Local da Cruxificação de Cristo, no interior da Igreja de Santo Sepulcro.
Túmulo de Cristo
"Depois disto, Jesus manifestou-Se outra vez aos discípulos junto ao mar de Tiberíade e manifestou-Se assim. Estavam juntos Simão Pedro, Tomé e Natanael, assim como os filhos de Zebedeu e mais dois dos Seus discípulos. Disse-lhes Simão: «Vou pescar.» Eles responderam: «Nós também vamos contigo.» Saíram e subiram para o barco, mas naquela noite não apanharam nada. Ao surgir a manhã, Jesus apresentou-se na praia, mas os discípulos não sabiam que era Ele. Disse-lhes então Jesus: «Rapazes, tendes algum peixe que se coma?» Responderam-Lhe: «Não.» Disse-lhes Ele: «Lançai a rede para o lado direito do barco e haveis de encontrar.» Lançaram-na, pois, e mal a podiam arrastar devido à grande quantidade de peixe. […] Logo que saltaram para terra, viram ali umas brasas com peixe em cima, e pão.

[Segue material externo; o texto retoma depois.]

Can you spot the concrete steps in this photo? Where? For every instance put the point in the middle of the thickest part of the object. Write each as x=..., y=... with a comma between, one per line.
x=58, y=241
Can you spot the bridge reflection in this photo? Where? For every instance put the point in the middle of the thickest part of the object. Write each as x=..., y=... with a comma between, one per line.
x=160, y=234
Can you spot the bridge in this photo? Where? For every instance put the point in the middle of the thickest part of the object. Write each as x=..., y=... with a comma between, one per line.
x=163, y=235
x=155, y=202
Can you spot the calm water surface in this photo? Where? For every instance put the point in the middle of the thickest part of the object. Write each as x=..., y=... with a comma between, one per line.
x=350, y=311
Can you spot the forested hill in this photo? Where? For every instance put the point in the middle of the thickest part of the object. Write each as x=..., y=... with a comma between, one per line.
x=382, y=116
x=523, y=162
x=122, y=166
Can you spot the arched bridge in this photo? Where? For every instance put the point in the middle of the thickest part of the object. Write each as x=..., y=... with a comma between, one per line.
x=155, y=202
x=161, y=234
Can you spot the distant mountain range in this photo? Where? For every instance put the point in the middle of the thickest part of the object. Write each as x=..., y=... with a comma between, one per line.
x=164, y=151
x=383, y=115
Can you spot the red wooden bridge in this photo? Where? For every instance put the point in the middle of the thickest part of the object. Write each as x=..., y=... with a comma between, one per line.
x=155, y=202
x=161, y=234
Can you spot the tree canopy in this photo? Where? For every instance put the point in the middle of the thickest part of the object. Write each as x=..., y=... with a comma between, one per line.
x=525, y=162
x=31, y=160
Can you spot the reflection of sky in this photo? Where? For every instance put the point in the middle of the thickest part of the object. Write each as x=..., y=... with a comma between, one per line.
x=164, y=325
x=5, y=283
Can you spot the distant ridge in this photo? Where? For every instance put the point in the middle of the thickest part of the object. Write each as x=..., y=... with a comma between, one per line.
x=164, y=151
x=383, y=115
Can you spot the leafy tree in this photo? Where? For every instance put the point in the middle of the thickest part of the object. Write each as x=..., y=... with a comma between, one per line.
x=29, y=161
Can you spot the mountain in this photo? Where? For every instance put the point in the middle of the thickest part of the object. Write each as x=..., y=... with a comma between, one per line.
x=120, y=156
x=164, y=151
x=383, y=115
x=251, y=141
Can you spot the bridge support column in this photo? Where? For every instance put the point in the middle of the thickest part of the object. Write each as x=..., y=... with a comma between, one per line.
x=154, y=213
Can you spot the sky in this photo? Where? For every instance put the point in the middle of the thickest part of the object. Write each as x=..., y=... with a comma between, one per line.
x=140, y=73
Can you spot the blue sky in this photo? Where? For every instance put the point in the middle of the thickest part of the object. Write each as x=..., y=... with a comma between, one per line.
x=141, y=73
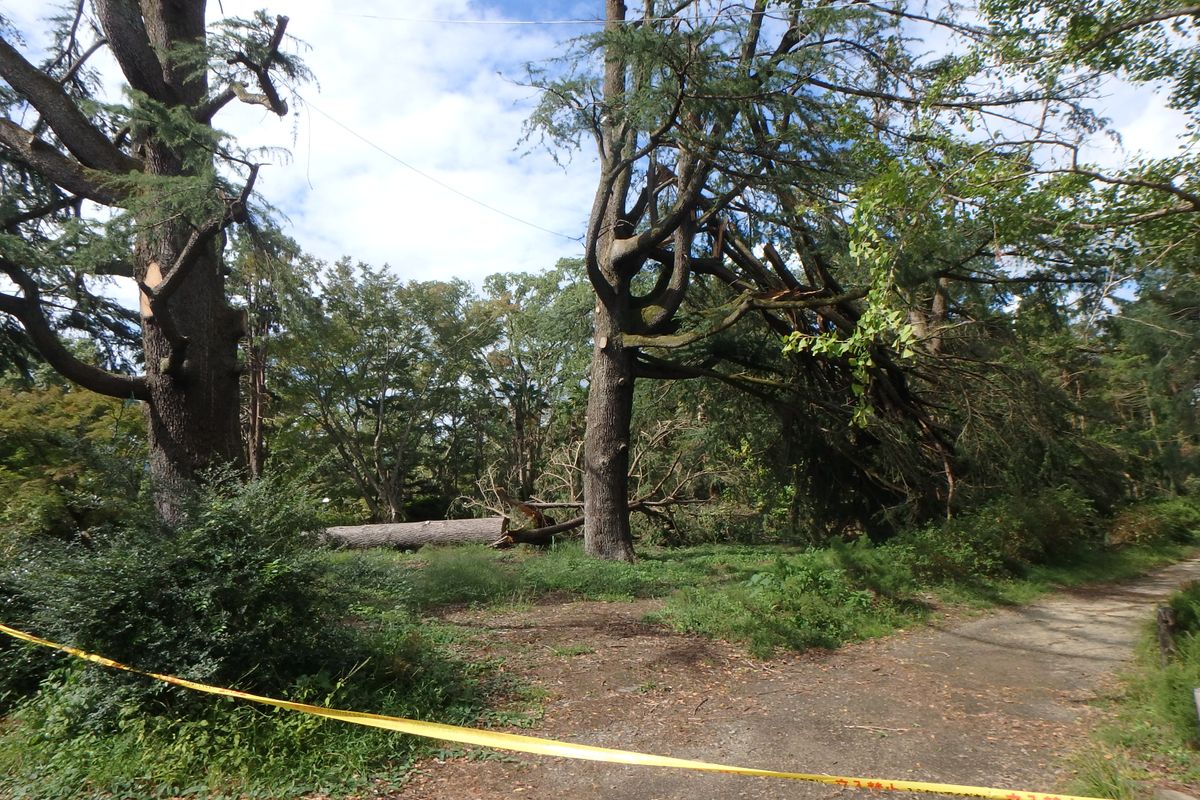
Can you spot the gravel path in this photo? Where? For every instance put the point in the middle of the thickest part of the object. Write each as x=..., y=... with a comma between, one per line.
x=994, y=701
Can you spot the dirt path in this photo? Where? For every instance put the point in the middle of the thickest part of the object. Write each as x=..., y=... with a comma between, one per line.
x=993, y=701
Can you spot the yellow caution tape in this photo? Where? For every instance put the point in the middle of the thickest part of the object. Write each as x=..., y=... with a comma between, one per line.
x=537, y=746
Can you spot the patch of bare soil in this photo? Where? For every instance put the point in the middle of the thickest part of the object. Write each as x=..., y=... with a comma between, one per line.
x=994, y=701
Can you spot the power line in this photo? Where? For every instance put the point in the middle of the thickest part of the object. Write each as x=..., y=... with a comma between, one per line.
x=582, y=20
x=431, y=178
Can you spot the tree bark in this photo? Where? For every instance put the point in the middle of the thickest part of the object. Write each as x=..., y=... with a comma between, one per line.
x=606, y=530
x=190, y=334
x=413, y=535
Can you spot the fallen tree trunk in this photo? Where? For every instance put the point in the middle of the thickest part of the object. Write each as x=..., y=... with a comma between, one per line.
x=413, y=535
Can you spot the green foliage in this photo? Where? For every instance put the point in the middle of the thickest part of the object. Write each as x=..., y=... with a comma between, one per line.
x=69, y=462
x=802, y=600
x=1002, y=539
x=237, y=595
x=379, y=383
x=1153, y=734
x=1167, y=519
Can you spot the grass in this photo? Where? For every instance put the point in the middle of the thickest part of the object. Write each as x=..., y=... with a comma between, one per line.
x=767, y=597
x=1152, y=735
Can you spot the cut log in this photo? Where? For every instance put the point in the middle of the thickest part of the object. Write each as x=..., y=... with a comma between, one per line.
x=413, y=535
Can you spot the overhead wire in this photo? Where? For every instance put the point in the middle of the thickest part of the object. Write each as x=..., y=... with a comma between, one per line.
x=431, y=178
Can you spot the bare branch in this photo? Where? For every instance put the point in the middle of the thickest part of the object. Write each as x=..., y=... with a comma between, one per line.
x=61, y=169
x=60, y=112
x=28, y=310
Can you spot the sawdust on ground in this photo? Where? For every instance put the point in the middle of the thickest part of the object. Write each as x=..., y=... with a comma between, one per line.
x=997, y=699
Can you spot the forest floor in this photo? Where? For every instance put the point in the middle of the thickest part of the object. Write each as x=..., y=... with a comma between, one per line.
x=996, y=699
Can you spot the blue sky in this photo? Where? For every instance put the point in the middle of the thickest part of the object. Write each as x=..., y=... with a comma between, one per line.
x=443, y=97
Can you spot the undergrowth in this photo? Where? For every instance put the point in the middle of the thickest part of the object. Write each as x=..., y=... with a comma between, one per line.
x=1152, y=737
x=238, y=596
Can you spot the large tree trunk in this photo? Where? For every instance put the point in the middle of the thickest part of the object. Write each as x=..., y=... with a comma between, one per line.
x=412, y=535
x=190, y=335
x=193, y=411
x=606, y=531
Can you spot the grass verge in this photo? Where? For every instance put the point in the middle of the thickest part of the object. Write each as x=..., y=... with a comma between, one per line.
x=1152, y=737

Disse-lhes Jesus: «Trazei dos peixes que apanhastes agora.» […] Disse-lhes Jesus: «Vinde comer.» E nenhum dos discípulos se atrevia a perguntar-Lhe: «Quem és Tu?», por saberem que era o Senhor. Então, Jesus aproximou-Se, tomou o pão e deu-lho, fazendo o mesmo com o peixe. Foi esta a terceira vez que Jesus Se manifestou aos Seus discípulos, depois de ter ressuscitado dos mortos.” João 21, 1-6, 9-10, 12-14

Igreja do Primado de S. Pedro, na Galileia.